Saying 'I Do'...To Higher Taxes

COMMENTARY Taxes

Saying 'I Do'...To Higher Taxes

Aug 30, 2000 3 min read
COMMENTARY BY

Executive Director, Economic Research Center

Rea served as the Director off the Center for Data Analysis and was a Lazof Family Fellow.
Expect to hear a lot over the next couple of weeks about the "marriage penalty," that quirk of the tax code that forces two-income married couples to pay more than singles who live together. Congress will try to override President Clinton's veto of a bill that would repeal the penalty, and he'll repeat: The nation can't afford it. Besides, it's a tax cut for the rich.

Wrong on both counts. First, the expense: Fixing the marriage penalty would "cost" the government (remember that we're talking about returning taxpayer money here) $89.8 billion over five years. That sounds like a lot, but the Congressional Budget Office (CBO) is projecting a non-Social Security surplus of $695 billion over the same period - nearly eight times the total amount of tax relief approved by Congress.

It's doubtful the president places any real stock in his criticism of marriage-penalty relief as "fiscally irresponsible." More than once, he has offered to sign the legislation if Congress would also adopt his even more expensive Medicare prescription drug plan. And there is a great deal of bipartisan support on Capitol Hill for marriage penalty relief, even among those who normally shun tax cuts.

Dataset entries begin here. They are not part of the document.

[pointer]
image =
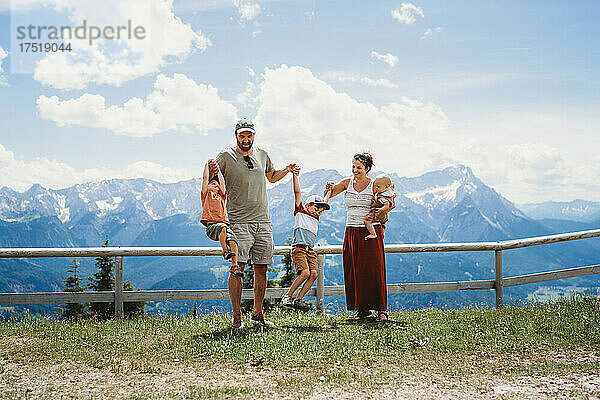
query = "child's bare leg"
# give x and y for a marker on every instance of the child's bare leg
(308, 284)
(370, 228)
(233, 248)
(223, 238)
(304, 275)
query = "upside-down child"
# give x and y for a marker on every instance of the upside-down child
(214, 214)
(304, 258)
(383, 202)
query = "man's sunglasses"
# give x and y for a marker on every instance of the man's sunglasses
(249, 162)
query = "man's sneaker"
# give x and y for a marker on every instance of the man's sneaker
(227, 254)
(287, 301)
(299, 304)
(237, 322)
(259, 319)
(237, 270)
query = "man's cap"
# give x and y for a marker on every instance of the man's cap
(318, 200)
(244, 125)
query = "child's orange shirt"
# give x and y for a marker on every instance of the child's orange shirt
(213, 205)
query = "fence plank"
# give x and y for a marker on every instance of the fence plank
(499, 283)
(431, 287)
(57, 297)
(34, 252)
(119, 312)
(552, 275)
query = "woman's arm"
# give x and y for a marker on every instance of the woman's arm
(338, 187)
(205, 178)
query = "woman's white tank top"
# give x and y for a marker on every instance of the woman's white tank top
(358, 204)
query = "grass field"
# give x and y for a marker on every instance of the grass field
(529, 351)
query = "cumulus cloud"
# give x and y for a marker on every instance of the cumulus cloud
(3, 78)
(429, 32)
(407, 13)
(388, 58)
(247, 9)
(341, 77)
(20, 175)
(177, 103)
(302, 118)
(113, 62)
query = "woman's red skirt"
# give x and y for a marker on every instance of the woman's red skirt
(364, 270)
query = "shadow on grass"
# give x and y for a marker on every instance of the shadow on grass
(229, 332)
(371, 323)
(310, 328)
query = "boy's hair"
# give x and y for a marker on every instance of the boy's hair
(382, 180)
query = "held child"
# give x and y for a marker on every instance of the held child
(381, 205)
(214, 215)
(306, 223)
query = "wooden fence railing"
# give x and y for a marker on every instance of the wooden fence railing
(119, 296)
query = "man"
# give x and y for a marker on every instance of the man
(245, 168)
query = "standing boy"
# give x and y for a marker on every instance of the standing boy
(304, 258)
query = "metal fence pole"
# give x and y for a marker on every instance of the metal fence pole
(499, 285)
(119, 312)
(320, 283)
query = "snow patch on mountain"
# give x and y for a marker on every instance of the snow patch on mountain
(430, 197)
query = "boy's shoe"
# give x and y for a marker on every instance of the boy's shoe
(237, 270)
(227, 254)
(287, 301)
(301, 305)
(259, 319)
(237, 322)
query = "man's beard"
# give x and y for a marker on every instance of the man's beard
(244, 147)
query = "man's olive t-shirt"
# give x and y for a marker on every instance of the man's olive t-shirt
(246, 188)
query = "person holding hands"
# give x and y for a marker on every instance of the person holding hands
(304, 258)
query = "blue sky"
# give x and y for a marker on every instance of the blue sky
(509, 88)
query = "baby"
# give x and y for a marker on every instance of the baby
(381, 205)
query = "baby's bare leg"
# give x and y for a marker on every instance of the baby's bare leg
(370, 227)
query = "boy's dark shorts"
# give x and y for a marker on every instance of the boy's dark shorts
(213, 229)
(303, 257)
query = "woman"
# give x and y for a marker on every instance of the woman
(364, 260)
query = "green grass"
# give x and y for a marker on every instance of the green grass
(204, 358)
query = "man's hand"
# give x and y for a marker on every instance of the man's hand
(328, 187)
(214, 167)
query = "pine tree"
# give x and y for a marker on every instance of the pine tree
(103, 280)
(72, 284)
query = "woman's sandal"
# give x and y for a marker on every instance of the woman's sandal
(381, 316)
(362, 314)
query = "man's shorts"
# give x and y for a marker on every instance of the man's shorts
(303, 258)
(255, 242)
(213, 229)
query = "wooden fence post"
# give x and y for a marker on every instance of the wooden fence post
(499, 284)
(320, 295)
(119, 312)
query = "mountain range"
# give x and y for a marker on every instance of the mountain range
(449, 205)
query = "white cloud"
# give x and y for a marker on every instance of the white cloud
(20, 175)
(341, 77)
(176, 103)
(388, 58)
(247, 9)
(3, 78)
(429, 32)
(166, 40)
(301, 118)
(407, 13)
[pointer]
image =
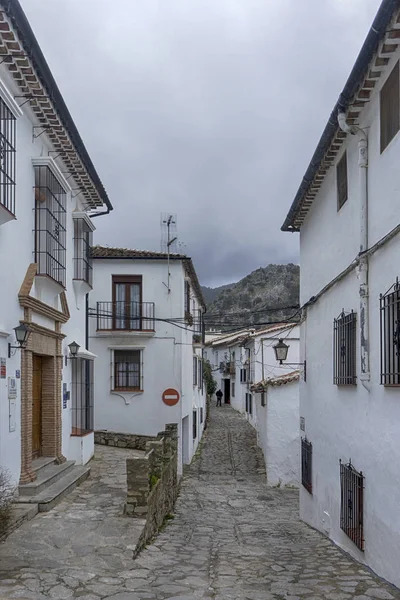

That leaves his charge that this is a tax cut for the rich, which ought to be news to the more than 50 million Americans affected every year by the marriage penalty. The CBO estimates that 43 percent of all married couples are affected, paying an average of $1,480 more in taxes each year than singles who earn the same income.

Consider Sharon Mallory and Darryl Pierce. Three years ago, they were employees at a Ford Motor Co. electronics plant in Indiana. Each made about $9 an hour, and they wanted to get married. But wedded bliss would come at a cost: Because of the marriage penalty, Sharon would have to forfeit her $900 tax refund and pay $2,800 in taxes when she said, "I do."

One way couples such as Sharon and Darryl are penalized is through the standard deduction: For a single worker, it's $4,400. Yet for a two-income couple, it's not $8,800, as simple fairness would suggest, but $7,350. That means married workers who don't itemize deductions on their tax forms - mostly low- and middle-income couples - must pay taxes on an additional $1,450 in income simply because they're married.

Another reason married couples pay more can be found in the way tax brackets work. Take a married couple with a combined income of $66,000, each earning a respectable but below average salary of $33,000 (or $15.87 an hour). The tax rate for single workers increases from 15 percent to 28 percent once their incomes exceed $26,250. After deductions, our hypothetical couple would have $25,800 in taxable income. Hence, you might expect them to escape the 28 percent bracket, right?

Wrong. Two single people with the exact same incomes would have no problem, since each files separately, and each makes less than the amount taxed at 28 percent. They wouldn't start to feel the bracket bite until their incomes passed the $52,500 mark. But for the married couple, the 28 percent rate kicks in at $43,850. For them, an additional $8,550 is taxed at the higher rate, for no other reason than the fact that they're married.

Couples can figure out how much this penalty costs them by visiting The Heritage Foundation's Marriage Tax Relief Calculator, which debuts Sept. 5 at www.heritage.org. Using the primary household income, the secondary income, the total amount of deductions, and the number of dependents, the calculator tells you how much more money you'd be able to keep at tax time without the marriage penalty. Our hypothetical couple above, for example, would get to keep an additional $1,414 in income - a 15 percent reduction in their taxes.

The marriage penalty imposes yet another cost on low-income couples: It prevents many from using the Earned Income Tax Credit (EITC). Nearly 1 million low-income working couples forfeit the EITC every year simply because they're married. Two unmarried parents with one child each can use the credit as long as their individual incomes don't exceed $27,413 (total household income: $54,826). But if the same couple (with the same income) gets married, they can kiss the credit goodbye - because their household income has surpassed the $31,149 threshold for two children.

Tax-cut advocates usually justify their position by pointing to the size of the budget surpluses now pouring into Washington. But the marriage penalty deserves to be killed on the grounds of simple fairness. Getting married is taxing enough without government getting in on the act.

 

Rea Hederman is a policy analyst at The Heritage Foundation (www.heritage.org), a Washington-based public policy research organization.